20 noviembre 2009

Con ustedes, Peter Chappell

Por favor, escuchen este fragmento atentamente (es agradable y sólo dura unos segundos):



¿Música contemporánea?¿Jazz de Harlem?¿La última banda sonora de Pedro Amorós?

No. Es el revolucionario remedio contra la gripe aviar, ideado por el señor Peter Chappell.

Decidido partidario de la autocuración, Chappell ha creado multitud de archivos sonoros que prometen curación y alivio para más de 200 enfermedades diferentes, desde la gripe porcina hasta la malaria, desde las migrañas y cataratas hasta el síndrome causado por las bombas atómicas de Hiroshima y Nagasaki o el trauma causado por una violación.

En su sitio web, además, puede usted confeccionarse su propia melodía, compuesta específicamente para su enfermedad, y luego -previo pago de una cantidad de dinero, por supuesto- puede descargársela en su ordenador y llevarla en el móvil, la PDA o el portátil, para escucharla cuando lo necesite (en principio, una sola vez al día, pero si la enfermedad persiste, puede aumentarse la dosis).

¿Les interesa alguna andanza más del señor Chappell?
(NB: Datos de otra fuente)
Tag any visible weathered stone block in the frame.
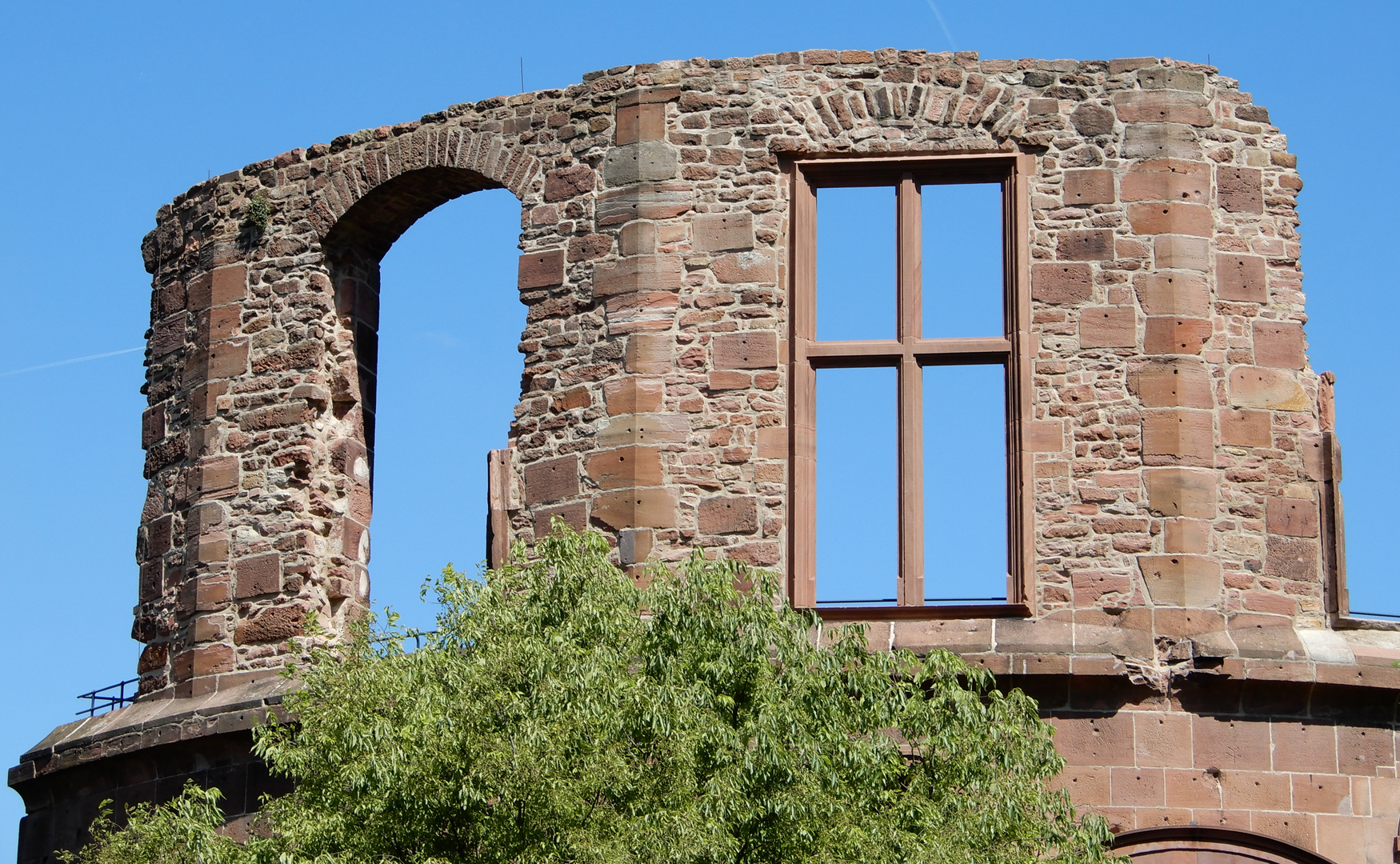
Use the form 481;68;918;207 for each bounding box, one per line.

Ustedes lo han querido.

Peter Chappell, de profesión ingeniero electrónico, nació en Gran Bretaña en 1940.

Aparte de ejercer su profesión, se convirtió en homeópata y comenzó a impartir su especialidad, primero en su propio país, y más tarde en media Europa y en Africa.
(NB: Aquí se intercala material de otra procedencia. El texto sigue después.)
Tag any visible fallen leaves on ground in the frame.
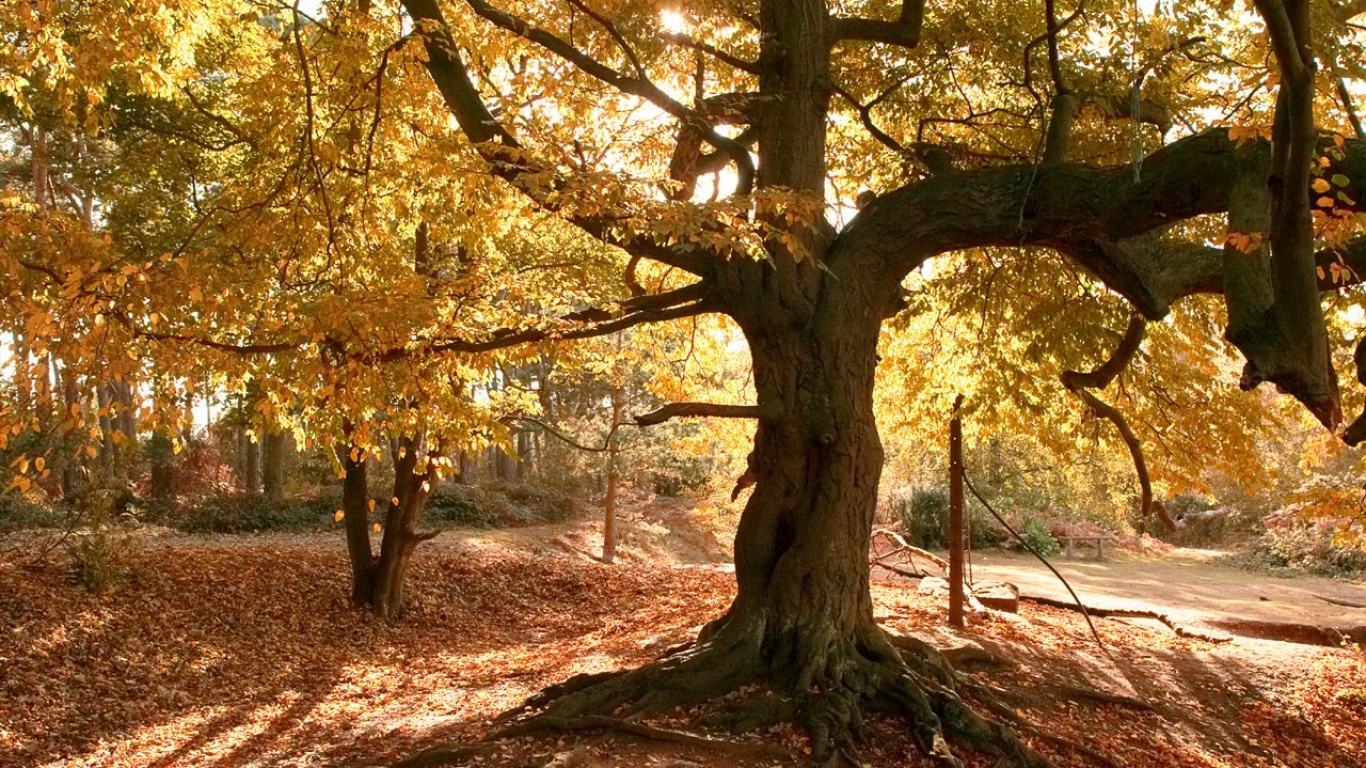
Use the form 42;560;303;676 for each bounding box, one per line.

Allí conoció de primera mano la problemática del SIDA, y comprobó angustiado que la homeopatía actual no conseguía los resultados esperados en el tratamiento de la enfermedad, así que se propuso encontrar un remedio que fuera en verdad eficaz. Comprobó de primera mano cómo el fenómeno de la resonancia, tan común en homeopatía (sic), podría aplicarse directamente a la curación del SIDA de forma generalizada, evitando los impedimentos físicos y logísticos que implicaba el tratamiento ortodoxo e individualizado de los homeópatas tradicionales.Por un procedimiento que él denominó "de ingeniería inversa" averiguó que podría "capturar" la resonancia de la enfermedad y confinarla en el interior de una botella, a la que previamente había añadido agua pura (o un 90% de agua y un 10% de vodka) y unos cuantos glóbulos de un producto homeopático.
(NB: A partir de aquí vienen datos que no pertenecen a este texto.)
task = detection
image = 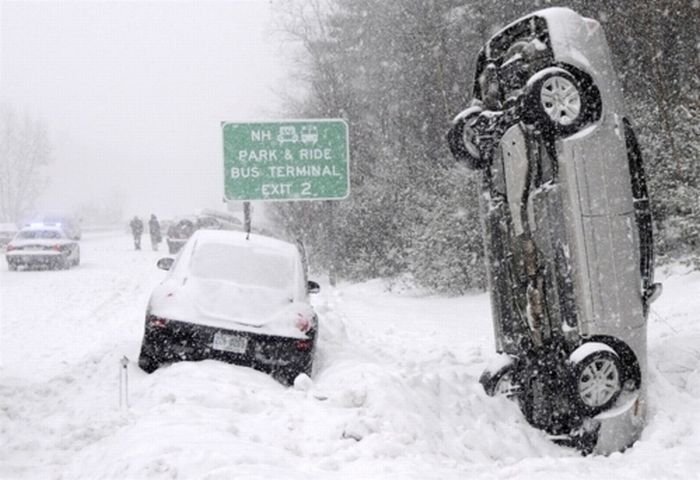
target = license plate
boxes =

Como explica en su propia web, "He decidido mantener los detalles de cómo se hace esto en secreto. La idea básica se suma a la labor de Tesla y las teorías de resonancia cuántica". El caso es que basta diluir la sustancia homeopática, sucusionarla cinco veces, y luego administrar al enfermo dosis del preparado resultante con la frecuencia habitual de otros preparados. La resonancia que provoca la dilución funciona más allá de toda duda, según el señor Chappell, y para probar sus efectos y composición de modo científico sometió su preparado a diversas pruebas de análisis, los cuales demostraron que el mismo "formaba cristales geométricos", según el laboratorio del doctor Masaru Emoto.

El señor Chappell lleva ya varios años en Africa curando el SIDA a pacientes terminales, y ha extendido el efecto de la resonancia a otras enfermedades comunes, como la malaria.

Y hasta la fecha -misterio misterio- nadie aún le ha colgado por los huevos. Toda una hazaña.